Esposito: Eppure Napoli è ricca di potenzialità. Quali sono i fattori che determinano velocità e direzione del cambiamento?
Zollo: Il problema vero non è se esistono le potenzialità, ma se è attivabile un meccanismo che possa trasformare le potenzialità in attualità. Io vedo questo meccanismo come una rete di supporto, formata da elementi che attuano tra loro scambi funzionali, cooperativi e convergenti. E quando parlo degli elementi, mi riferisco alle diverse parti della realtà industriale, sociale, culturale in grado di tradurre le potenzialità di un sistema interrelato funzionante a un certo ritmo e a una certa velocità. Per fare degli esempi banali: si afferma che Napoli ha grosse potenzialità turistiche non sfruttabili a causa dell’inadeguatezza della rete alberghiera, che ha grosse potenzialità paesaggistiche ma è una delle città più inquinate d’Italia.

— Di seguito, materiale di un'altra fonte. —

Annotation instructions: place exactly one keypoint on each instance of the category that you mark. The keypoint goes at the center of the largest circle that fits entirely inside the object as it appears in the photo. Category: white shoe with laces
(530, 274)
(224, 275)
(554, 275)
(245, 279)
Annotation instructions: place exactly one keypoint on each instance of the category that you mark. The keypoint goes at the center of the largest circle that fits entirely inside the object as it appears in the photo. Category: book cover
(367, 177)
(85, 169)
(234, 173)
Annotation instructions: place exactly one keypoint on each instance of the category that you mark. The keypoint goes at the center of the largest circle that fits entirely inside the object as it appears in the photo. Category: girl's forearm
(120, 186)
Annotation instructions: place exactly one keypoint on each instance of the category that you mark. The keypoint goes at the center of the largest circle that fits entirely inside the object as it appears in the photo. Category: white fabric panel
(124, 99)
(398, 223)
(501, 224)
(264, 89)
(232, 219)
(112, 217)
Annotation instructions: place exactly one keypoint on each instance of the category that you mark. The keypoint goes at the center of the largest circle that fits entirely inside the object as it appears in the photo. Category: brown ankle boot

Esposito: Quando si cerca di capire il perché di queste contraddizioni si rimanda il discorso a una serie di indici di sottosviluppo, a difficoltà di integrazione degli elementi positivi in un ambiente ostile.
Zollo: La mia impressione, quando guardo a queste cose, è che ogni elemento si muove a se stante, e la rete di supporto è quindi inesistente.
Esposito: A me continua a colpire la compresenza su ogni singolo aspetto degli estremi positivi e negativi.
Nonostante il degrado e l’ostilità dell’ambiente esterno alla formazione di una moderna borghesia imprenditoriale, nella nostra realtà agiscono imprenditori come D’Amato, i De Feo, Valentino.
Ma perché si realizza questa incapacità d’integrazione e di diffusione degli aspetti positivi? Dagli elementi di analisi in tuo possesso prevedi che le punte avanzate riusciranno a emergere in controtendenza al degrado strutturale?
Per sopravvivere l’innovazione ha bisogno di una adeguata rete di supporto
Zollo: Così come una tecnologia immessa in un’organizzazione incapace di recepirla e gestirla non riesce a funzionare, anche le punte avanzate difficilmente riescono a sopravvivere per lungo tempo se non sono in grado di trasmettere al sistema complessivo elementi di trasformazione.
L’automobile è potenzialmente un mezzo di trasporto efficace, ma riesce ad esprimere le sue caratteristiche di comodità, celerità e flessibilità perché c’è una rete di supporto formata da strade, autostrade, regolamenti stradali, vigili, impianti di semaforizzazione e di distribuzione del carburante, che, se mancassero, farebbero sì che l’automobile sarebbe meglio sostituita dal cavallo. L’innovazione funziona come l’automobile: per poter dispiegare a pieno le sue capacità ha bisogno di una rete di supporto che gli permetta di sopravvivere e di imporsi, irradiando gli effetti positivi contenuti nella potenzialità. Prima tu facevi riferimento ad alcuni elementi di punta nel sistema industriale napoletano.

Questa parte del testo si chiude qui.